Firstly, a relocation from Brooklyn, New York to the town in Washington State where she grew up focussed her mind on the past; retaining an element of ’60s and ’70s influences, she’s also tapped into the ’90s this time around. But there’s more from her own past in the ’90s than anything else, her familiar surroundings perhaps the reason why she found herself able to create songs more naturally this time.
After their 2010 formation, the band’s earlier releases – from 2011’s eponymous debut via 2013’s Almanac to 2015’s All Yours – traversed a journey from folk/country with a brush of dream-pop to a gradual presence of all out dream-pop with a stroke of shoegaze which is how the new album overwhelmingly sounds, and with Hamilton’s dusky vocals so reminiscent of Hope Sandoval and the like, Expect The Best is the most akin to Mazzy Star so far. According to the band’s own label, they “exist somewhere in the overlap between sombre indie rock, dream pop, slow-core and their own invented genre”, with the new collection “their greatest balance between opposing forces: darkness and light, quiet and loud, tension and calm”. Again recorded by Kevin McMahon (Swans, Real Estate) Expect The Best sees the duo also pulling in their touring band members Willy Muse (bass) and James Jano (drums) for a fuller band experience.

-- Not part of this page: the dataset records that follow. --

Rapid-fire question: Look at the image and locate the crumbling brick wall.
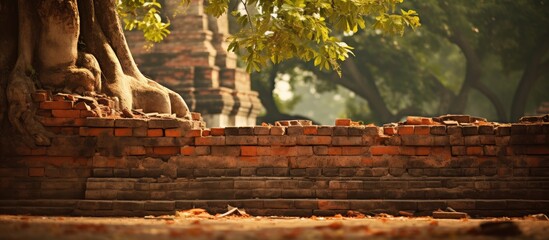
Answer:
[0,93,549,216]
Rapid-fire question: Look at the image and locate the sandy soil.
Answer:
[0,214,549,240]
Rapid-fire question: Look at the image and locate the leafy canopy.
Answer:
[118,0,420,75]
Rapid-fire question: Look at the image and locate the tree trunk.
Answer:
[0,0,190,145]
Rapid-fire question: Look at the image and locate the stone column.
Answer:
[126,0,263,127]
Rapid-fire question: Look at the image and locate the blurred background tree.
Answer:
[252,0,549,124]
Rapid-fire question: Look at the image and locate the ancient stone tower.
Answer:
[126,0,262,127]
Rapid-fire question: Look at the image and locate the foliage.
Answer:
[118,0,420,75]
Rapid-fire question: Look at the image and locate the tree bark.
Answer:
[0,0,190,145]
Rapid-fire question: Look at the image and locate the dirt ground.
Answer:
[0,214,549,240]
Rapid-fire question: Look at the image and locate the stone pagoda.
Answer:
[126,0,263,127]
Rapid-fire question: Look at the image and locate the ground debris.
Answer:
[215,205,251,218]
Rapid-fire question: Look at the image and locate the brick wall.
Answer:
[0,98,549,216]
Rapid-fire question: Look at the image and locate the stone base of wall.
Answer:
[0,99,549,216]
[0,199,549,217]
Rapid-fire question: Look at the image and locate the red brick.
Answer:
[421,118,435,125]
[338,147,365,156]
[328,147,341,155]
[79,127,114,137]
[271,147,297,156]
[370,146,399,156]
[60,127,79,135]
[400,146,416,156]
[466,146,483,156]
[126,146,147,156]
[257,147,271,156]
[74,102,91,111]
[185,129,202,137]
[303,126,318,135]
[40,101,73,109]
[180,146,195,156]
[240,146,257,157]
[80,110,99,118]
[416,147,431,156]
[383,127,397,135]
[225,136,258,145]
[335,118,351,126]
[526,146,549,155]
[32,92,48,102]
[147,128,164,137]
[29,167,45,177]
[194,136,225,146]
[237,157,259,168]
[431,147,452,160]
[270,126,286,136]
[202,129,212,137]
[191,112,202,121]
[153,147,181,155]
[360,157,374,167]
[38,117,86,127]
[114,128,133,137]
[295,146,314,156]
[164,128,182,137]
[297,135,332,145]
[406,116,423,125]
[210,128,225,136]
[398,126,414,135]
[194,146,212,156]
[414,125,431,135]
[51,109,80,118]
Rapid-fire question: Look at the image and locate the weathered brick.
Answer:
[79,127,114,137]
[332,126,349,136]
[29,168,45,177]
[194,136,225,146]
[370,146,399,156]
[240,146,257,156]
[296,135,332,145]
[210,127,225,136]
[332,136,362,146]
[238,127,254,136]
[164,128,183,137]
[153,147,181,155]
[383,127,397,135]
[40,101,74,110]
[114,128,133,137]
[414,125,431,135]
[212,146,240,156]
[286,126,304,135]
[430,125,446,135]
[147,119,179,128]
[335,118,351,126]
[328,147,341,156]
[147,128,164,137]
[185,129,203,138]
[303,125,318,135]
[125,146,146,156]
[398,125,414,135]
[225,136,258,145]
[194,146,212,156]
[270,126,286,136]
[511,123,528,135]
[51,109,80,118]
[86,117,115,127]
[257,136,296,146]
[466,146,484,156]
[317,126,333,136]
[254,126,271,135]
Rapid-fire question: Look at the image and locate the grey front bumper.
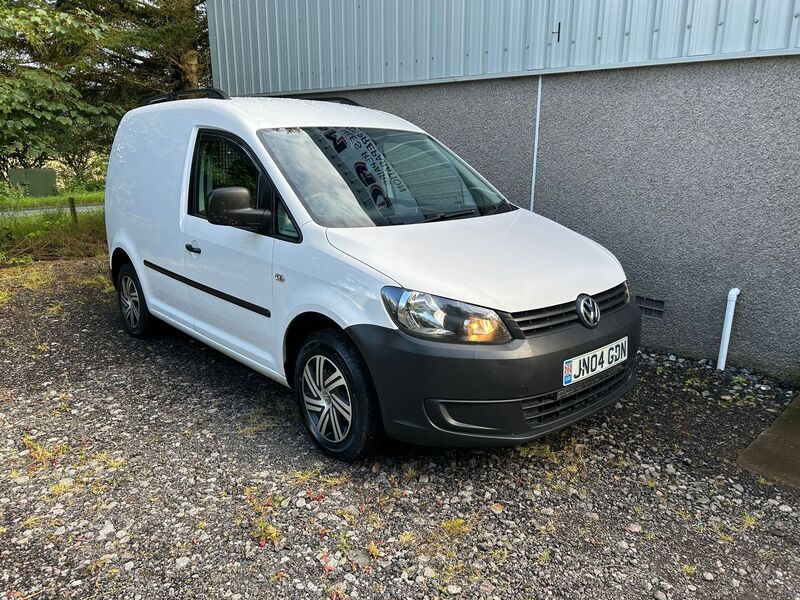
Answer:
[347,304,641,446]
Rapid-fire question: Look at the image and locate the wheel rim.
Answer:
[119,275,142,329]
[303,354,353,444]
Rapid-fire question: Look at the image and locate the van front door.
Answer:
[183,130,276,370]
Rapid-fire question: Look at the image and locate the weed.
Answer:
[713,524,733,544]
[397,531,417,546]
[338,529,350,557]
[403,463,417,481]
[336,508,356,527]
[614,456,633,471]
[44,302,64,315]
[50,479,74,496]
[253,517,281,548]
[539,550,550,563]
[0,211,108,266]
[441,519,474,539]
[367,541,381,560]
[742,513,756,529]
[319,475,348,487]
[22,435,69,470]
[292,469,320,486]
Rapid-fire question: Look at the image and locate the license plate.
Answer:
[564,337,628,385]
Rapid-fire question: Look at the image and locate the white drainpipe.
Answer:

Lead single Dog – about the “compulsion to move on from things and places, even people, when you’re not ready to” – hints at a slightly darker place than usual, where moody undertones form the core of a satisfying cut boasting a tremendous ‘bridge crescendo’ that leads to delightfully melodic chorus furnished with just the faintest country guitar twang. The title track focuses on social media anxieties, again emitting a little darkness with its ominous guitar wall, but it’s contrasted beautifully with Hamilton’s gorgeously innocent, sweet tones whilst Warmer provides a further serious sounding moment during a four-chord sequence soaked in dramatic layers of additional sound.
Aptly named opener The Dream is stunning, mixing The Brian Jonestown Massacre-esque chugging guitars with brief country twangs as the band nod towards their roots whilst at the same time crafting a chorus that sounds as if it’s been born out of the ashes of the closing bars of Ride’s brilliant Vapour Trail. When I Tried concentrates on lack of motivation before also recalling BJM, its chorus washing over you like a wave of blissful, shoegazey psychedelics and with Hamilton’s contrasting vocal tones it could easily have been drawn from another Anton Newcombe/Tess Parks collaboration, as could the superb Let Me where things build fantastically into an orgasmic climax of soaring guitars and crashing percussion; if this is the direction Widowspeak are headed, then bring it on.
The calmer Right On is another highlight, benefiting from dramatic keyboards and a persistent guitar hook, before album closer Fly On The Wall goes against the grain somewhat, doubling the usual track length to seven minutes and swirling round and round in an ever increasing frenzy until it wears itself out – just like a fly trying to escape from behind an infuriating window.
In the recent past, Hamilton has found time in between music responsibilities – or diversions – to complete a degree in design; this was with the intention of settling into a ‘serious’ career rather than one of fancy. How close she actually came to jacking things in who knows, but on the evidence of Expect The Best all we can say is, it’s rather wonderful that she didn’t.